Sloane MS 3824, 1649; see D Rankine, A Book of Treasure Spirits, 2009, 101

There are several elements in these spells which resonate with other practices and interactions that we know from British folklore. Firstly, there is a general habit of hospitality and conviviality between humans and the Good Neighbours. They share meals with us and vice versa- except that matters aren’t anywhere near as straightforward as that. Secondly, the insistence upon cleanliness- in both the linen and the utensils- will be very familiar, for we know how much the faeries appreciate a well-kept home and will reward the householder and domestic servants who are diligent in this. It’s very likely, as well, that there’s a magical aspect to this insistence on clean or new items: I’m sure it relates just as much to the parallel need for the magician to come to the ritual ‘pure,’ having fasted and abstained from drink, tobacco and sex for a period prior to the conjuring.

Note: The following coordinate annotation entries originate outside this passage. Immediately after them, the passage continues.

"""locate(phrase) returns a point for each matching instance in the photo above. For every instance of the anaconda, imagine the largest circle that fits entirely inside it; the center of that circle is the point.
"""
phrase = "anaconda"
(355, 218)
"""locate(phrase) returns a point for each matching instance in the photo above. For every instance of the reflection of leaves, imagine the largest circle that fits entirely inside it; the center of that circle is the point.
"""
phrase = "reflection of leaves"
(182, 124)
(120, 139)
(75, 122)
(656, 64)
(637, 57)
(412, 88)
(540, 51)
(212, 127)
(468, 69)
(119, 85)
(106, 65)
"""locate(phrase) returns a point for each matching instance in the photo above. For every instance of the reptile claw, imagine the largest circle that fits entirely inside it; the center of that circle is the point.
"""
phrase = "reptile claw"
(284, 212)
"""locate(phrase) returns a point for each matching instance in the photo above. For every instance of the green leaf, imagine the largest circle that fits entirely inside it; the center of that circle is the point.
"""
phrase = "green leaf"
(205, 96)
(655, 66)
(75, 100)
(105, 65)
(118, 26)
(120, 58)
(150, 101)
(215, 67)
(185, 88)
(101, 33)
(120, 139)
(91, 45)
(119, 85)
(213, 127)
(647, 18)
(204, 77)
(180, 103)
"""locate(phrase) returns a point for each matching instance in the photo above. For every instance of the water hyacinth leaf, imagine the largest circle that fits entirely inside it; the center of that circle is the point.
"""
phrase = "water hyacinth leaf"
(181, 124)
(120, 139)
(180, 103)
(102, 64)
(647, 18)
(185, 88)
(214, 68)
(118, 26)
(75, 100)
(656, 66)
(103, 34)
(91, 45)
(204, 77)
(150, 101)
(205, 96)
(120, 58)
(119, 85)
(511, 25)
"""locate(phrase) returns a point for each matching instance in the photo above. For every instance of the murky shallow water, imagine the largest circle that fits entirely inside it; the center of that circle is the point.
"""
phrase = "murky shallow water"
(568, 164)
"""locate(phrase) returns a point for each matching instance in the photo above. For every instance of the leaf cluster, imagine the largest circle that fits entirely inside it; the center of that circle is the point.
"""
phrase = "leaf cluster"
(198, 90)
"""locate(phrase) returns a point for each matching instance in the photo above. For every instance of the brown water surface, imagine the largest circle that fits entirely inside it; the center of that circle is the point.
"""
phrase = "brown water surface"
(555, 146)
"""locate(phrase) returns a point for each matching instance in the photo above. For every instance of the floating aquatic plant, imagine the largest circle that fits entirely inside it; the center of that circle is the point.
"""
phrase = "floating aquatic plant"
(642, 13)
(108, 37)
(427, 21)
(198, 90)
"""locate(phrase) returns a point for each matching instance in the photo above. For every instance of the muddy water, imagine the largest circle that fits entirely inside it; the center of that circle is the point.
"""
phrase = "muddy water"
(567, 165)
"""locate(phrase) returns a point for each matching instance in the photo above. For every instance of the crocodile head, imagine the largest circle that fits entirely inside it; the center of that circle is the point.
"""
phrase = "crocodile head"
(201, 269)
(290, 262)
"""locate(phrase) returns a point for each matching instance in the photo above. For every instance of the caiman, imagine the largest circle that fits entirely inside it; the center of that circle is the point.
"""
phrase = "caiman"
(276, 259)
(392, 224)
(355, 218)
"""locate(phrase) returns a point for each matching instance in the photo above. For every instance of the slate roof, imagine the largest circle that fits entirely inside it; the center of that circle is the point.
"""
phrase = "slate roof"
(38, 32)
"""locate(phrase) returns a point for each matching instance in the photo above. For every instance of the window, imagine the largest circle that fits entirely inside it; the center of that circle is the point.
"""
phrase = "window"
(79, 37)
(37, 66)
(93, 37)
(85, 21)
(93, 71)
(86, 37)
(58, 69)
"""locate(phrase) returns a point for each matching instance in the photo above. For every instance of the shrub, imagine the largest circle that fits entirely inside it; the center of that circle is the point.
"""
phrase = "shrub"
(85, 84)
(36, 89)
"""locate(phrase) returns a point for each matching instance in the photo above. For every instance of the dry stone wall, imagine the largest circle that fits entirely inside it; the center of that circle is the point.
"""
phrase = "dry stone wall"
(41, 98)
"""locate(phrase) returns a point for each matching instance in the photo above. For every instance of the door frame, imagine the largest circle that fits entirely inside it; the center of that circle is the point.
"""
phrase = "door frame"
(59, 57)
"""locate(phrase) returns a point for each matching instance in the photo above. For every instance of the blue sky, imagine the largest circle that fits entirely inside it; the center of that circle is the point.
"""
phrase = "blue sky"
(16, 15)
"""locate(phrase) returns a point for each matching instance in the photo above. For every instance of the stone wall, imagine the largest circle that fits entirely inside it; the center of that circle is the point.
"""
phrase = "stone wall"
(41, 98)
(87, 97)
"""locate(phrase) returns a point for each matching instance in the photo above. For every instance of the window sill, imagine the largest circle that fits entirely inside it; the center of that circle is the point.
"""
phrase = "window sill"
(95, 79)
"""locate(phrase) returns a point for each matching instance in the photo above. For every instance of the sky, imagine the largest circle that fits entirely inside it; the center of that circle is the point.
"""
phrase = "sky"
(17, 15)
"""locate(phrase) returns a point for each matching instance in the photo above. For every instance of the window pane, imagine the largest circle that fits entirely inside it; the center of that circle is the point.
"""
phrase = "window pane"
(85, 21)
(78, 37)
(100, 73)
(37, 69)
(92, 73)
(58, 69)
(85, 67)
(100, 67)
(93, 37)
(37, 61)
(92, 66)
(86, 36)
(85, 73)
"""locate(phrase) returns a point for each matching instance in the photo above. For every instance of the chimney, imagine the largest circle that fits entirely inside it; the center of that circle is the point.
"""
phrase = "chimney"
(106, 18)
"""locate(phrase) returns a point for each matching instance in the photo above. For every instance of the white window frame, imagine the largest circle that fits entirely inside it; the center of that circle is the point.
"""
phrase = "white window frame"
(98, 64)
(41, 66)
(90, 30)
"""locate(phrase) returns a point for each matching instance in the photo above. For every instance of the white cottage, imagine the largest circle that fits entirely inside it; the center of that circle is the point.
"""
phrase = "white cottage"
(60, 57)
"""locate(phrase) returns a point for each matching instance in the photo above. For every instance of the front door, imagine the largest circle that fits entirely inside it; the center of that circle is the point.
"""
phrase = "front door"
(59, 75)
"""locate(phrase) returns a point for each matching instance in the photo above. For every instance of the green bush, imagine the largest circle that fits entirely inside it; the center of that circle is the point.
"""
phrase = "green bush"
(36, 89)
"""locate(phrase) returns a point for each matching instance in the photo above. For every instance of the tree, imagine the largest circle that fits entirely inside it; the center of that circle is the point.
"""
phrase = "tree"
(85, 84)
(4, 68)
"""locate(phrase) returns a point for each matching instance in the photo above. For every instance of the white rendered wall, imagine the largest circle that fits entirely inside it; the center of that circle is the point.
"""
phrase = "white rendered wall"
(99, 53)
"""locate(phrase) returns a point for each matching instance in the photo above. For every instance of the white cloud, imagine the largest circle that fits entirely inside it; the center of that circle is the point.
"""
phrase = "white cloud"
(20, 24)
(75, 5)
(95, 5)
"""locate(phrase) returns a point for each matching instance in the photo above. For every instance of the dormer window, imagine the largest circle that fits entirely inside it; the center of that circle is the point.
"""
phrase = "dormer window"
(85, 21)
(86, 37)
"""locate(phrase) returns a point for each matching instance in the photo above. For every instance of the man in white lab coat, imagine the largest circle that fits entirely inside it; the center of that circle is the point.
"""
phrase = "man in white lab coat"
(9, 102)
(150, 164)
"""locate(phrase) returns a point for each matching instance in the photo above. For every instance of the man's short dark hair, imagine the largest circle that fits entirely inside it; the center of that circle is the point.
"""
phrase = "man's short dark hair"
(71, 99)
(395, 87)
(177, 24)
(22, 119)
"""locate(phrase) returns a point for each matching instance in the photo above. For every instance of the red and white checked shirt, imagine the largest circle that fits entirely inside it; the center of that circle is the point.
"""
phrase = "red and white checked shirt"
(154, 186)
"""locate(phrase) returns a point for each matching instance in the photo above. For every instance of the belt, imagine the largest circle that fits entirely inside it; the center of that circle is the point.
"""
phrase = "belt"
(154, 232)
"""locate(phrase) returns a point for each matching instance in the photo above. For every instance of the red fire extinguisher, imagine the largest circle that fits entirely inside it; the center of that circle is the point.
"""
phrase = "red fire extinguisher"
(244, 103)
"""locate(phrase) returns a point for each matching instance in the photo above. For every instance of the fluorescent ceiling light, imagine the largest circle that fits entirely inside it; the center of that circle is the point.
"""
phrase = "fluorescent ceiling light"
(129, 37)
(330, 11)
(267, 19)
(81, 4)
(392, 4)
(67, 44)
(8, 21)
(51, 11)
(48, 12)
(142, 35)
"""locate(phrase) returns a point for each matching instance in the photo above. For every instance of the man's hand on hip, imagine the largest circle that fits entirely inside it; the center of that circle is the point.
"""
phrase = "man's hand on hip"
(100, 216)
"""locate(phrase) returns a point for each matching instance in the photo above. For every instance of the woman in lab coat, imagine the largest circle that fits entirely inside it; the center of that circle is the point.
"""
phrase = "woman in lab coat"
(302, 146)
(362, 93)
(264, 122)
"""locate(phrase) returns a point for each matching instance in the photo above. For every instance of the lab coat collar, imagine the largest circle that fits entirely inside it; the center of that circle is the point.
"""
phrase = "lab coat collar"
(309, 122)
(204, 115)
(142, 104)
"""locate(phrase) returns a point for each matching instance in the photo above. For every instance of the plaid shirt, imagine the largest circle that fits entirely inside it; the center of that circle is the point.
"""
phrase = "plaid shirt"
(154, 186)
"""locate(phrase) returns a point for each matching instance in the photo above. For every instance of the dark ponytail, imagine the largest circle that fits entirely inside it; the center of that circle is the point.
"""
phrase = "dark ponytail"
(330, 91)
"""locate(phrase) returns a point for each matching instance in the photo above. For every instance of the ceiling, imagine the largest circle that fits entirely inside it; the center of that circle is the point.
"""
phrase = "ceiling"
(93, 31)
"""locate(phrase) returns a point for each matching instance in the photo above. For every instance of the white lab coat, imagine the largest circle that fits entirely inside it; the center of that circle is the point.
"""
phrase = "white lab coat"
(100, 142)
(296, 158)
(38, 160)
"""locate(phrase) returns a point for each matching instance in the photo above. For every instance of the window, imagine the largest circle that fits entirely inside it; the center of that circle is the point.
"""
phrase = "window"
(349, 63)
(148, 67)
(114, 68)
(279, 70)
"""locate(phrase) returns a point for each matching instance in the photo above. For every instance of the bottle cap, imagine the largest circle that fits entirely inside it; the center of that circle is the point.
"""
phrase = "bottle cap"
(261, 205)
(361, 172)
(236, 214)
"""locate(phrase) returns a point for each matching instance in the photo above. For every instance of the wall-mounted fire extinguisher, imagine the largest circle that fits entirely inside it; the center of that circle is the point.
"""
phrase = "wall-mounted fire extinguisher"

Now, as readers will know, humans are from time to time invited to participate in banquets with faeries, typically after coming across festivities taking place inside a faery hill, the doors being open for ventilation and the light and the sound of music and voices spilling out. As we know, such offers have to be accepted with caution, for eating or drinking what’s on offer will often trap the unwary guest in Faery- or, at best, will turn out to be a lot less appetising than it appears (because the food is dead leaves or even dung). We note in the first example given that the magus is advised not to consume what his charming guests bring with them- although, surprisingly perhaps, kissing and other intimacy seems to be perfectly acceptable.

When it comes to human food, the situation can’t honestly be called ‘hospitality.’ As readers will recall, it’s very common for faeries to come to houses at night where they will expect to have been left bread and water and/ or the necessary items for washing and drying themselves. People provide these supplies, more out of fear of the consequences of failing to do so than because they’re feeling especially friendly or welcoming. Another nocturnal visitor, the brownie, lob or boggart, will also demand that milk, cream and bread are set out by the fire for them- this is, at least, offered in return for various laborious chores (such as threshing) being performed, but- once again- neglecting to cater for your supernatural helper can only ensure that all the work that’s been done is promptly undone- with an even greater mess made on top as well.

There is, though, a broader habit of sharing food- and crops and other agricultural produce- with the Good Neighbours. In Scotland a little of the milking was always offered to the local gruagach, loireag or glaistig. To ensure a good harvest, the Cornish habit was that when the reapers were eating in the fields, they would always throw a piece of bread over their shoulder and spill a few drops of their beer at meal break. Miners on the peninsula would take care to leave a crumb of their lunch for the knockers in the mine and Newlyn fishermen would offer a few fish from their catch to the bucca so as to guarantee that the next trip to sea would be equally fruitful. These ideas seem to be somewhere between an offering and an indication of the faeries’ sense that they’re entitled by right to a share of all the goods and food that we produce.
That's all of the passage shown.